# Advanced paternal age and child's health



## mightymama1976 (Mar 6, 2013)

Hi Ladies,

I wanted to ask your opinion and advice. If my husband and I were ttc it would be next year, which means by then I will be 39 and he will be 50. A friend of mine whose husband is much older than her said that she had done some research and it seems that advanced paternal age contributes to autistic spectrum disorders and some other abnormalities in kids almost as much as advanced maternal age. I am concerned and wonder if I should just give up on the idea of having another child (we are not a kind of family who could cope with a special needs child).

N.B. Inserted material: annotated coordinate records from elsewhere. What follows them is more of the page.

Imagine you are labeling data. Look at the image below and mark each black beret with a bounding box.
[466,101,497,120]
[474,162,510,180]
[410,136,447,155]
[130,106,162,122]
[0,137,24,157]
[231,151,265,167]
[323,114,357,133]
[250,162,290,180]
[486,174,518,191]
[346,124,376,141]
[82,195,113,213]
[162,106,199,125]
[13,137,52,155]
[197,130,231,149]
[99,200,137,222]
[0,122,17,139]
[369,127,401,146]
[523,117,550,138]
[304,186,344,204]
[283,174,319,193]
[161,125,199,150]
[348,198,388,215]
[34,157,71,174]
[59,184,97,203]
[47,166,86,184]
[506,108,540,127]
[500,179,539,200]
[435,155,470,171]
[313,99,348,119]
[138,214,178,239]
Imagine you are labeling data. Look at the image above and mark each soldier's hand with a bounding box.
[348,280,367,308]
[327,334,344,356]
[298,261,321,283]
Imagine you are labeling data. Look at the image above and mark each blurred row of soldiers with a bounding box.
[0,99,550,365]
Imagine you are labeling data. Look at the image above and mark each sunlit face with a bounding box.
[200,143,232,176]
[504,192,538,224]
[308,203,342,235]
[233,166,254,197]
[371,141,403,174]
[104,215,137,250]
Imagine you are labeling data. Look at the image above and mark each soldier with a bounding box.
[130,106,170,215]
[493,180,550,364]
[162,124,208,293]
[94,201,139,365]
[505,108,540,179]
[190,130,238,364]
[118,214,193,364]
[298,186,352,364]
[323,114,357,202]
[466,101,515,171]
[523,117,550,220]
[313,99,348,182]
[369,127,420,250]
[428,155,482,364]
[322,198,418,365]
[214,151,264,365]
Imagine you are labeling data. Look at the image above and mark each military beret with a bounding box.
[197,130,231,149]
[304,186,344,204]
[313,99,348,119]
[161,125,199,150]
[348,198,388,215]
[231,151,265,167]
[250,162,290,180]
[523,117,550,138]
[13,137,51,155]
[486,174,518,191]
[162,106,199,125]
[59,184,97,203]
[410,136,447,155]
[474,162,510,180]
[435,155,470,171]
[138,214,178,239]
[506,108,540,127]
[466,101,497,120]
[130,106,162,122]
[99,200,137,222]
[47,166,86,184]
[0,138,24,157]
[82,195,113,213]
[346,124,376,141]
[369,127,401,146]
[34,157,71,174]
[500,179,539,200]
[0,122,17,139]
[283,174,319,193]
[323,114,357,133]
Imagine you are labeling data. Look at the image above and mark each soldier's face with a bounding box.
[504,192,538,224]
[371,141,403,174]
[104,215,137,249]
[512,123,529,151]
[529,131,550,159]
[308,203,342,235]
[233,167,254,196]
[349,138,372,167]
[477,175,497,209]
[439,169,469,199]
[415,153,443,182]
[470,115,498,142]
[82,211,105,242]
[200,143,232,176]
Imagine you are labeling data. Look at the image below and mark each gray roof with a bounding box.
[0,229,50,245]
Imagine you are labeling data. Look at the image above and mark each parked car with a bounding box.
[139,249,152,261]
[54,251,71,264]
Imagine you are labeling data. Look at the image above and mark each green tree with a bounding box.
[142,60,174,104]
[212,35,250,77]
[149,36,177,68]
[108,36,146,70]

Any advice or stories (whether encouraging or discouraging...any input will be greatly appreciated). 

PS. Neither of us is overweight and are pretty healthy (but from what I understand, ovaries/eggs have their own health which can be independent from one's over all health)


----------



## pokeyac (Apr 1, 2011)

I'm sorry you haven't gotten a response yet. I'm bumping this up for more attention.
:bump:


----------



## Viola P (Sep 14, 2013)

I heard that there's a correlation between advanced paternal age and asd but not advanced maternal age. I also read that the rate of asd in boys in the us is 1 in 68. Another thing they think may be causing it is environmental toxins.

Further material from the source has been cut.